Il y a une « pression colossale exercée par le réseau des écoles privées. C’est une question de financement pour elles quand des parents menacent de ne pas payer », soutient M. Mallette.

À la Fédération des établissements d’enseignement privés (FEEP), on réfute de telles allégations. « On ne s’est pas du tout mêlés de cette décision-là, on va y aller avec ce qui est mieux pour la santé et la sécurité, et ce qui sera décidé au niveau du gouvernement », affirme son président David Bowles. Environ une école sur deux a fait des mises à pied temporaires depuis que les classes ont été suspendues, dit-il.

Les écoles privées ont envisagé différents scénarios de retour à l’école « comme n’importe qui d’autre dans le secteur » : un retour complet, graduel, en demi-groupes, les élèves en difficulté d’abord.

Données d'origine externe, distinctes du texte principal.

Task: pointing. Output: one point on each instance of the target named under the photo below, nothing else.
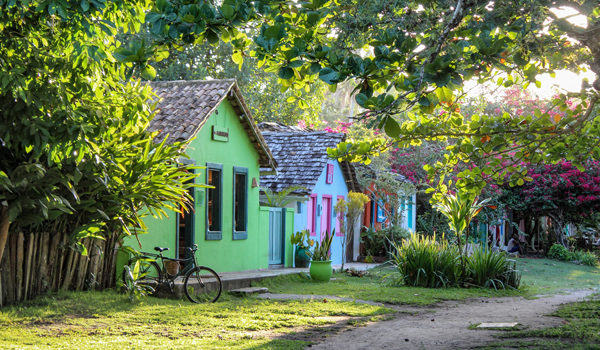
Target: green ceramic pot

Reprendre l’école en demi-groupes, « ça se fait », estime M. Bowles. « Il y aurait un gros défi de logistique, mais ce n’est pas impossible à organiser. » Il estime que le réseau pourrait bénéficier de deux semaines pour se préparer.

La FAE dit de son côté qu’elle ne fera pas obstacle à une réouverture des écoles, « à partir du moment que les questions légitimes qui se posent trouvent réponse ».

« Si l’école rouvre sans que les parents aient été rassurés, ils vont garder leur enfant à la maison », dit son président, Sylvain Mallette. 

« Ce n’est pas juste d’ouvrir des écoles. Ça va prendre des services et des ressources », ajoute-t-il.